News

OKLAHOMA CITY, Oklahoma, April 6, 2011 (LifeSiteNews.com) – The Oklahoma Senate passed a bill that will ban abortion after 20 weeks gestation, an age at which many experts say the unborn child can feel pain.

Called the “Pain-Capable Unborn Child Protection Act,” HB 1888 passed the Senate in a 38-8 vote on Tuesday.  The bill will now return to the House for a final vote before being sent to the governor.

Senator Clark Jolley, the Senate author, said an unborn child feels pain at about 16 weeks and reacts to stimuli by 20 weeks.  “Surely, we shouldn’t rip someone’s limbs apart while terminating the pregnancy,” said Jolley, according to the Tulsa World newspaper.

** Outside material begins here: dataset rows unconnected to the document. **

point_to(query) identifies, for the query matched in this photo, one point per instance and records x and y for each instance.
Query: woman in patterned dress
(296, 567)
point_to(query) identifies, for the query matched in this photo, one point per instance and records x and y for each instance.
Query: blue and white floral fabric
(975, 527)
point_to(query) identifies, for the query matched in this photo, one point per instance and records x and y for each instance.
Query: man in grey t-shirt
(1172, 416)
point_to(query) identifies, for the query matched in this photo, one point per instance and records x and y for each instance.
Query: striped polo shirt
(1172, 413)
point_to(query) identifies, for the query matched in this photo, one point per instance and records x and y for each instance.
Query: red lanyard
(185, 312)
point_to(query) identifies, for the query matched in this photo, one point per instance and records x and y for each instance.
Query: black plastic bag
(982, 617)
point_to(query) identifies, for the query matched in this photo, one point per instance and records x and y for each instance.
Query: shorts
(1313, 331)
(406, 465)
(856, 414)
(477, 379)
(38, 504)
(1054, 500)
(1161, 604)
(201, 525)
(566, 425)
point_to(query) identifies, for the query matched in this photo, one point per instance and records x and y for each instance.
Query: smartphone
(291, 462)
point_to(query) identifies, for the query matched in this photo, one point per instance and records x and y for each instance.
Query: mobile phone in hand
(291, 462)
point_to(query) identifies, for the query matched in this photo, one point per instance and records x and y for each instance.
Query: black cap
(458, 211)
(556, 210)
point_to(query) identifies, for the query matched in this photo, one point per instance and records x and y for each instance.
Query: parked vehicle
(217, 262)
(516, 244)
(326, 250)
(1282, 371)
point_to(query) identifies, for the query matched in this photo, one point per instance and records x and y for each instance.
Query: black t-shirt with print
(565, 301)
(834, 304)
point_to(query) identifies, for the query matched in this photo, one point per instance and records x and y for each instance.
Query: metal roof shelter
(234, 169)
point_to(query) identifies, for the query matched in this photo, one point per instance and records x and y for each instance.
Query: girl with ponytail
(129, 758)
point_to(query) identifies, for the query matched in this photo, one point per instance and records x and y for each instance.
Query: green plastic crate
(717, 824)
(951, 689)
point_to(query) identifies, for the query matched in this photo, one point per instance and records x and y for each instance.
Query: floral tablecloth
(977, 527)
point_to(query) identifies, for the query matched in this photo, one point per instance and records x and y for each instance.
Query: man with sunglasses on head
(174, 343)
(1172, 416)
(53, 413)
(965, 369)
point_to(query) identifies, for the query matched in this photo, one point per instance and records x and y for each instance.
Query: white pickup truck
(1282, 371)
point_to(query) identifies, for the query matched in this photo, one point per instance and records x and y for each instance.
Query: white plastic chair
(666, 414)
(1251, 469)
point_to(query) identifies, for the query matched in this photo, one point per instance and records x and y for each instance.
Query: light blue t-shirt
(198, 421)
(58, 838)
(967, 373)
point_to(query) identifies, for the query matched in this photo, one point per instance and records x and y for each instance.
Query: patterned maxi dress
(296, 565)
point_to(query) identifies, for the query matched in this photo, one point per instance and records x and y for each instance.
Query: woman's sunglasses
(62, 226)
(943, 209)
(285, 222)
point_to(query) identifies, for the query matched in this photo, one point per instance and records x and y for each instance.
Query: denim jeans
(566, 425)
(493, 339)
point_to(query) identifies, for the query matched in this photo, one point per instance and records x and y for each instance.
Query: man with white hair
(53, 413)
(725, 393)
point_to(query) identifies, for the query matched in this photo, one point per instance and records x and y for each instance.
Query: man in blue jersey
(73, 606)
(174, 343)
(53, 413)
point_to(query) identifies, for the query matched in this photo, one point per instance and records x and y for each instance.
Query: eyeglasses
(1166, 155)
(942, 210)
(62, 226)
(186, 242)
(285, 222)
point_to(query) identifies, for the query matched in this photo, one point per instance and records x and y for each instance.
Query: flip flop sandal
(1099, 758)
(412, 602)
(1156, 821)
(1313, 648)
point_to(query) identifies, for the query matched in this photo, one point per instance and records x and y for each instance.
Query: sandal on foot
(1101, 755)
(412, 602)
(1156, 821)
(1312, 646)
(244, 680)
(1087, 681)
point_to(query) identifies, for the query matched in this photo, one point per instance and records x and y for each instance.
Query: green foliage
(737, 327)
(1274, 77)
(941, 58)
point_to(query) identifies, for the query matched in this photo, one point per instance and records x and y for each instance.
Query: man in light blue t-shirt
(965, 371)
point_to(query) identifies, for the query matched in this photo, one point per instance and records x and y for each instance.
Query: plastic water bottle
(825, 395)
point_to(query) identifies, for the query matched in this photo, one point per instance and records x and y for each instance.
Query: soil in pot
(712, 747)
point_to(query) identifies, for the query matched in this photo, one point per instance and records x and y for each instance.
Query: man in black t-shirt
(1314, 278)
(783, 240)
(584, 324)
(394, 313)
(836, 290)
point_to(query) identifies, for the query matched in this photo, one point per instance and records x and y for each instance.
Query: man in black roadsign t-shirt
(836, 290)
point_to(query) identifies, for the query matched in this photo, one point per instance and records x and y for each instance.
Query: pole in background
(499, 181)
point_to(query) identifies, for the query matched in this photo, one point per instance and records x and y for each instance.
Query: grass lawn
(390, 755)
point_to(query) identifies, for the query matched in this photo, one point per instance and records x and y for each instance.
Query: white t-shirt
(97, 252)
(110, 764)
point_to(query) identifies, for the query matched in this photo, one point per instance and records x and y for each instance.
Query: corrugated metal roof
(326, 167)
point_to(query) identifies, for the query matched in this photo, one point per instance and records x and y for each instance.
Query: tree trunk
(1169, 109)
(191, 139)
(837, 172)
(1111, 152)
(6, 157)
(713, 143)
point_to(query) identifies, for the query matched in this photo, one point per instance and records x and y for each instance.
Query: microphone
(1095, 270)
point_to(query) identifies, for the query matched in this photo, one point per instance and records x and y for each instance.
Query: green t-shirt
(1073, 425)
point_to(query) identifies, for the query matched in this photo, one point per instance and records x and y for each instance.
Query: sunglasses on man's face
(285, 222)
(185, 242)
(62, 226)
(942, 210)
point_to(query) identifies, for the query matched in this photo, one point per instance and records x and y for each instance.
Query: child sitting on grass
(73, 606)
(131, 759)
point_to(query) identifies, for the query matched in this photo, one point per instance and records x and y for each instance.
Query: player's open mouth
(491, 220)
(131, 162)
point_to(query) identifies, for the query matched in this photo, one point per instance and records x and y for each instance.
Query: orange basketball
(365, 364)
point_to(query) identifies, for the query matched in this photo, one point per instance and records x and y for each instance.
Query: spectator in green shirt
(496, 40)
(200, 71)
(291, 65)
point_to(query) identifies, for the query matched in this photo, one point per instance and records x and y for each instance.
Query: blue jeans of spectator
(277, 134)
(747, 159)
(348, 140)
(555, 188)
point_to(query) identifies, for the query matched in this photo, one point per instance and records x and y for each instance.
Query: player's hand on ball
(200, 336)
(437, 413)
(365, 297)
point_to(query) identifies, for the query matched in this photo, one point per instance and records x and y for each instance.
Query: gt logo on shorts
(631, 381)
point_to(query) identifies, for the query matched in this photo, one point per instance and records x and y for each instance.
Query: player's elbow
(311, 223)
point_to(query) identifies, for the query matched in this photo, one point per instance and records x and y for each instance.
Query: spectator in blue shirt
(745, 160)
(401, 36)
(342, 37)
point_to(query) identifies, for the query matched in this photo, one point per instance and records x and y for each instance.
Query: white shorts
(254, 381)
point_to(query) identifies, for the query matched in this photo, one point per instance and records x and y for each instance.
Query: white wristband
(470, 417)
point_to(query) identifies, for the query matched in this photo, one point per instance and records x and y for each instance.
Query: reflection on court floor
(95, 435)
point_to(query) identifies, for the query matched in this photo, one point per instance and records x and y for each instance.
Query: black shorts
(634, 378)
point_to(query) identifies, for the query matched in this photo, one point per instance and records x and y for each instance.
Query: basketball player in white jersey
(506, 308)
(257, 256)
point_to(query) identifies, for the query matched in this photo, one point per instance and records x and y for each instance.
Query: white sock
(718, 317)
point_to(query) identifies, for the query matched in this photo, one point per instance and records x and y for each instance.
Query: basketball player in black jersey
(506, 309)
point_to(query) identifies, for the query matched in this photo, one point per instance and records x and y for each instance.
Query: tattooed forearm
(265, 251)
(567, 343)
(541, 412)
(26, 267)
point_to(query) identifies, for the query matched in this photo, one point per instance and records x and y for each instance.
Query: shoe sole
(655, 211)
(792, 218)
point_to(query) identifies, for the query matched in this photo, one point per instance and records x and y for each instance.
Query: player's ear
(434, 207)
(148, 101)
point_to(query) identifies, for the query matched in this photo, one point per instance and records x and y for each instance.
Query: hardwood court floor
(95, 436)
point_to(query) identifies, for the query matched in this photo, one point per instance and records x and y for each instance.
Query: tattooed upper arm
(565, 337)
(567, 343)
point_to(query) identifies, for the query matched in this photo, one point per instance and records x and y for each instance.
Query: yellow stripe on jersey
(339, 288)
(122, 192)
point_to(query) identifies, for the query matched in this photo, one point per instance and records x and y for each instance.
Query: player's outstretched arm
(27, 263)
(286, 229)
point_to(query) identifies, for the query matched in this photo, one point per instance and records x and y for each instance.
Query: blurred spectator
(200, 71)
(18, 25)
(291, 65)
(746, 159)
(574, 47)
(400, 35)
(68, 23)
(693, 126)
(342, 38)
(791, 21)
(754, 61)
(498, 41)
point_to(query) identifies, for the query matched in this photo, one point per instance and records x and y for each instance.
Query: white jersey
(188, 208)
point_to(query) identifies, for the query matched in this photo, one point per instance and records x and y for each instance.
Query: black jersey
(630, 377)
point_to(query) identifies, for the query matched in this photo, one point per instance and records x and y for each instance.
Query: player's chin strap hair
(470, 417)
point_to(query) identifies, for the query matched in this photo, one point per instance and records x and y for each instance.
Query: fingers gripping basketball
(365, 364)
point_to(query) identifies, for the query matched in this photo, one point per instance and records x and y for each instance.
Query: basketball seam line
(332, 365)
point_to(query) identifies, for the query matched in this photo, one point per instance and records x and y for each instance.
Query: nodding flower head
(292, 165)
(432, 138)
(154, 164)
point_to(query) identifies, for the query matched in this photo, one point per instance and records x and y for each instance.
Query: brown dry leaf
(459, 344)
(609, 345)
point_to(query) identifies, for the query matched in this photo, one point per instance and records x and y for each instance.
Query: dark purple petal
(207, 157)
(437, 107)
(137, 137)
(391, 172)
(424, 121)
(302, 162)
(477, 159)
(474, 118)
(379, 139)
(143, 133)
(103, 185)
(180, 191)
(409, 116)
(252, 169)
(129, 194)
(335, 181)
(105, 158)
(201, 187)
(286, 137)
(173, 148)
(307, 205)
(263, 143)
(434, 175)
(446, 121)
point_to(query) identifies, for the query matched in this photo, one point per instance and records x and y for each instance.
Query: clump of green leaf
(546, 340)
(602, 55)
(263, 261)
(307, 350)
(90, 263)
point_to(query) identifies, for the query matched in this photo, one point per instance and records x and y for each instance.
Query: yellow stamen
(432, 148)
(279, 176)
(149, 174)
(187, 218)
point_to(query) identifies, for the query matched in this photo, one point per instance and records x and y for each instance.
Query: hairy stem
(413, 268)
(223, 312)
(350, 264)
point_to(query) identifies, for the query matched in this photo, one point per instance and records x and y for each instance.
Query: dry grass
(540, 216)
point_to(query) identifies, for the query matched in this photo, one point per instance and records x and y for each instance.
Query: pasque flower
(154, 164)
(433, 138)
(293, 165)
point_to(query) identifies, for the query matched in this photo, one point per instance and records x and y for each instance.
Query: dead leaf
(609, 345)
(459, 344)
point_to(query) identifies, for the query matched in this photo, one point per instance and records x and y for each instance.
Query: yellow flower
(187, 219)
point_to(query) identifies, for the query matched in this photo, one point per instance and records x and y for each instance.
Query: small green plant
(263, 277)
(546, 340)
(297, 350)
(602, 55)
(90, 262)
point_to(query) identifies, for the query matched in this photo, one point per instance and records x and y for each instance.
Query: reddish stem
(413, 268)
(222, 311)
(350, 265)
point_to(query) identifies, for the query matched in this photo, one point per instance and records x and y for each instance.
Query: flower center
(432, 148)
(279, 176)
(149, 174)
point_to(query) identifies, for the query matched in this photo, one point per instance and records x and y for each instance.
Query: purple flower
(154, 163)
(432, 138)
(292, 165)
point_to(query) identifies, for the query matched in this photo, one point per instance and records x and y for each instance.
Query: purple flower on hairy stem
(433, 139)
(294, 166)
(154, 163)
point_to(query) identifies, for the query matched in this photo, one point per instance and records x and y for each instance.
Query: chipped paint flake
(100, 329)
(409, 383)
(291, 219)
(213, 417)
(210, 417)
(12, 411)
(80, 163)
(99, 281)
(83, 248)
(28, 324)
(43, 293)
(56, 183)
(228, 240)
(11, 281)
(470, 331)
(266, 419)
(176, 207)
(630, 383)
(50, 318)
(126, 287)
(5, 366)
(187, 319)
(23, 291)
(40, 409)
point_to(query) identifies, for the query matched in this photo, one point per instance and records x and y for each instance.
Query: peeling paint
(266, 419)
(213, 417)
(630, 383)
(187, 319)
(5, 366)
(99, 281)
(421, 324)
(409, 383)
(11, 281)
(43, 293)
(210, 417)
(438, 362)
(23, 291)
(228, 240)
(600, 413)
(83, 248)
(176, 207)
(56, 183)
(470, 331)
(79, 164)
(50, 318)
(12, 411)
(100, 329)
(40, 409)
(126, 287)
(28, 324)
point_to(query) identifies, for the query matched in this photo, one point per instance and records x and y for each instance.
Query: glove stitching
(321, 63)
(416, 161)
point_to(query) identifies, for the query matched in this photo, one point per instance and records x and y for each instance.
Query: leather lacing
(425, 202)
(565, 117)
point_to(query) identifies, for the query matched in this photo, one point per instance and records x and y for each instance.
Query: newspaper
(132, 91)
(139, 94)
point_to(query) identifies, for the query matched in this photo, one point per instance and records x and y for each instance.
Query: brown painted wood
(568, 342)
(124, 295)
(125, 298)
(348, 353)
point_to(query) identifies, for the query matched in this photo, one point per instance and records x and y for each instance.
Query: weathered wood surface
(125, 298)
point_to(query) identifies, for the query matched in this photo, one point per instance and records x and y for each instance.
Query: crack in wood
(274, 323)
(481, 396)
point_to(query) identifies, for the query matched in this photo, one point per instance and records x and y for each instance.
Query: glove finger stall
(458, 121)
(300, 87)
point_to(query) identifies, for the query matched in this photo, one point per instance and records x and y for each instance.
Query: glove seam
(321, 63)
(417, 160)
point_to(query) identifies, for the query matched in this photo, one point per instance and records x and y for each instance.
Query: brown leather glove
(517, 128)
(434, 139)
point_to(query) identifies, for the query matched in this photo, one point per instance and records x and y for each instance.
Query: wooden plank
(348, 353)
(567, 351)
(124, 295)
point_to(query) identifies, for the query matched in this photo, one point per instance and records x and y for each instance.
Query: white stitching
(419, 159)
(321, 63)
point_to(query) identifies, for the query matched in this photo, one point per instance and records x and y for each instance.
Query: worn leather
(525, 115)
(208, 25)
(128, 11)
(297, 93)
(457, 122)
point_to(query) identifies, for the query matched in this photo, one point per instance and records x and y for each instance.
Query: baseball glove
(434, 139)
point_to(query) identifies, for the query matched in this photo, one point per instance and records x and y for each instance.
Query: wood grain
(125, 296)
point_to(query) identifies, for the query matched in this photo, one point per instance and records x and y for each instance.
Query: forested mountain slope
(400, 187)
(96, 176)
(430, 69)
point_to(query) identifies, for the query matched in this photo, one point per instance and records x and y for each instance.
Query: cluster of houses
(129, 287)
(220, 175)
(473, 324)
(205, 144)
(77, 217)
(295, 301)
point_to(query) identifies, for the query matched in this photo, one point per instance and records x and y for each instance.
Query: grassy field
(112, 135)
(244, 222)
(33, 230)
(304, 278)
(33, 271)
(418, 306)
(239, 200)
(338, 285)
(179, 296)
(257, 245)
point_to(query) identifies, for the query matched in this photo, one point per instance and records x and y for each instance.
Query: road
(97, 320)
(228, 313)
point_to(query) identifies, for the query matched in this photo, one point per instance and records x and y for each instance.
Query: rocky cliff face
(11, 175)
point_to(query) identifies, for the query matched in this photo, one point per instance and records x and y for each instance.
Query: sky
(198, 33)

“The bill before you says we are not going to torture children in utero by saying we are not going to allow abortion after 20 weeks unless the mother’s life is in danger,” Jolley added.

HB 1888 allows abortion post 20-weeks fertilization only if there are substantial risks to the life of the mother or risk of her irreversible physical impairment.

However, the law also specifies that an abortionist ending a pregnancy after 20 weeks gestation must actually try to induce delivery and deliver the unborn baby in a way that gives the child the best opportunity to survive outside the womb. If he cannot do this, the abortionist must certify that delivery would “pose a greater risk either of the death of the pregnant woman or of the substantial and irreversible physical impairment of a major bodily function” than abortion. Reasons to abort cannot include “psychological or emotional conditions of the woman.”

Opponents to the bill claim that abortions are not performed in Oklahoma after 17 weeks.  They are accusing Republicans of using the bill to buy votes.

Last year, Nebraska became the first U.S. State to approve an abortion ban based on fetal pain. The bill went into effect in October 2010 without any legal challenge from abortion advocates, despite public objections that the ban infringed on the constitutional “right” to abortion established by the 1973 Supreme Court decision Roe v. Wade.

Legislatures in at least nine more states are considering similar legislation: Alabama, Arkansas, Florida, Georgia, Idaho, Indiana, Iowa, Kansas, Kentucky, Mississippi, New Mexico and Oregon.